Common precipitants
Approximately 50% of patients presenting with acute heart failure present with diastolic heart failure as a result of impaired relaxation of the heart. This results in a fall in cardiac compliance with a resultant increase in left ventricular end diastolic, left atrial and pulmonary capillary pressures (figure 1). The rise in pulmonary capillary pressure results in an increase flux of fluid out of capillaries into the interstitial space and hence pulmonary oedema. These patients are generally not significantly fluid overloaded.
In pathophysiological terms the aims of treatment are to decrease preload, decrease afterload and to increase contractility.
High flow oxygen is vital to correct hypoxia and to help break the vicious cycle of impaired LV function → pulmonary oedema → hypoxia → further impairment of LV function → worsening pulmonary oedema.
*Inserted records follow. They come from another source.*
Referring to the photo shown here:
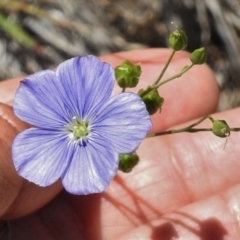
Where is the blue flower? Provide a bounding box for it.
[12,56,152,194]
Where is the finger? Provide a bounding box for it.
[119,184,240,240]
[87,109,240,239]
[0,49,219,131]
[102,49,219,131]
[0,50,218,217]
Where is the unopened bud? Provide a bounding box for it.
[168,29,188,51]
[115,61,142,88]
[212,120,231,138]
[190,47,207,64]
[138,89,164,115]
[118,153,139,173]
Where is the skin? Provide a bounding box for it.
[0,49,240,240]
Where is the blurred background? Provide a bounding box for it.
[0,0,240,110]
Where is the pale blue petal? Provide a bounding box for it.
[62,135,119,195]
[56,56,115,118]
[13,70,69,129]
[91,93,152,153]
[12,128,73,186]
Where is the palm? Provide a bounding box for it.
[0,50,240,240]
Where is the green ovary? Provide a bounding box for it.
[72,123,89,140]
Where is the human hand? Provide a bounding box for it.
[0,49,240,240]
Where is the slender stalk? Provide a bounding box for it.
[153,49,176,85]
[147,128,212,138]
[157,63,194,88]
[147,115,214,137]
[139,63,194,98]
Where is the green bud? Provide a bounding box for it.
[190,47,207,64]
[118,153,139,173]
[115,61,142,88]
[138,89,164,115]
[168,29,188,51]
[212,120,231,138]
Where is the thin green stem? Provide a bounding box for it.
[158,63,194,88]
[153,49,176,85]
[147,115,214,137]
[139,63,194,98]
[147,128,212,138]
[230,128,240,132]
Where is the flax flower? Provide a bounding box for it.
[12,56,152,194]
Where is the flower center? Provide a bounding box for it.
[72,123,89,139]
[66,117,90,140]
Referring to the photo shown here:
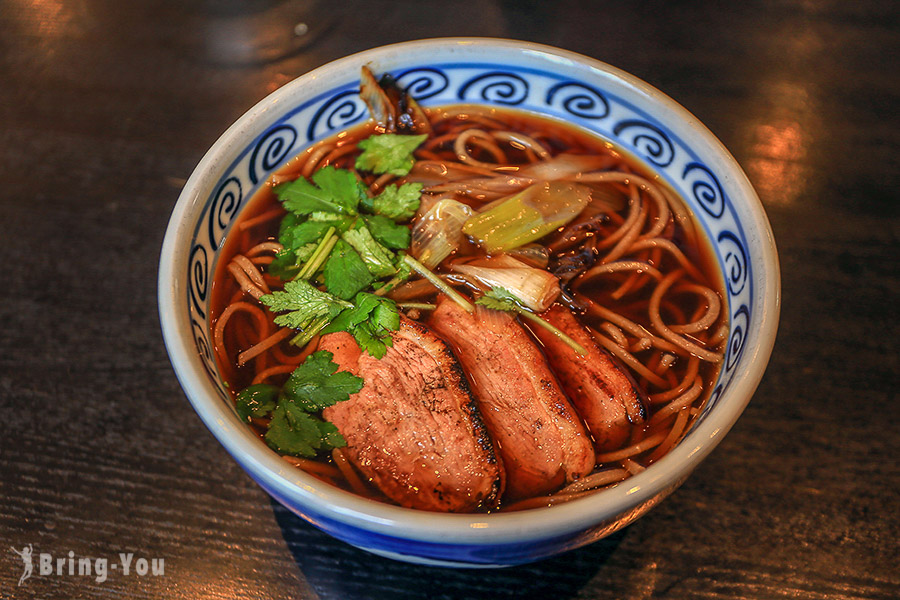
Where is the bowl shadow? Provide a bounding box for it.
[271,500,625,600]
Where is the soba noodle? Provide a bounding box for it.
[212,106,727,510]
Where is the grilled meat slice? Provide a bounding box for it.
[319,318,502,512]
[534,304,647,452]
[429,298,594,500]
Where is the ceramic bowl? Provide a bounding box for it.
[159,39,780,566]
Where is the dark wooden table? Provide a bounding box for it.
[0,0,900,599]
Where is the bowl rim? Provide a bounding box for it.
[158,37,781,545]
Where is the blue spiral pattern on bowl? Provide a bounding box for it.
[613,119,675,167]
[682,162,725,219]
[545,81,609,119]
[186,63,754,427]
[457,71,530,106]
[249,125,297,183]
[397,68,450,102]
[306,87,368,142]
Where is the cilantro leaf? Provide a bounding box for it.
[322,292,400,358]
[360,183,422,221]
[341,223,397,277]
[475,287,525,312]
[266,403,322,458]
[284,350,363,412]
[235,383,280,421]
[266,245,302,279]
[356,133,428,177]
[363,215,410,250]
[259,279,351,330]
[282,221,333,250]
[266,351,364,457]
[324,240,374,300]
[274,165,366,215]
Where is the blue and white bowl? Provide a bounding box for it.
[159,38,780,567]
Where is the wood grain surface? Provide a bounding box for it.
[0,0,900,599]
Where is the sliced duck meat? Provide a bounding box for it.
[533,304,647,452]
[319,317,502,512]
[429,298,594,500]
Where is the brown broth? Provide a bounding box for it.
[211,109,727,506]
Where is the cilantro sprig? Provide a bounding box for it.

Intravenous glyceryl trinitrate infusion to reduce preload and reduce myocardial ischaemia (thus improving contractility). Titrate the dose against the blood pressure remembering that the dose can be rapidly escalated (or reduced) due to the short half life of the drug
Diuretics are traditionally given for acute heart failure to reduce preload although there are doubts about the pathophysiological rationale. A bolus of frusemide causes transient vasoconstriction before vasodilatation, fluid overload is not a significant feature in many patients and there are more easily titrated vasodilators.
Most patients respond to nitrates. Patients with more severe respiratory failure may require non-invasive ventilation. Use continuous positive airway pressure (CPAP) initially and reserve bilevel positive airway pressure (BiPAP) for patients in whom CPAP is unsuccessful. Invasive mechanical ventilation may be required for patients with severe disease (figure 2).
After the hyperacute stage consider treatment with angiotension converting enzyme inhibitors, spironolactone and β blockers.
It is, of course, vital to treat the cause. Given the limited time frame for re-perfusion therapy for myocardial infarction, it is particularly important to consider this at an early stage. Patients with STEMI and severe heart failure should be referred urgently for percutaneous coronary intervention.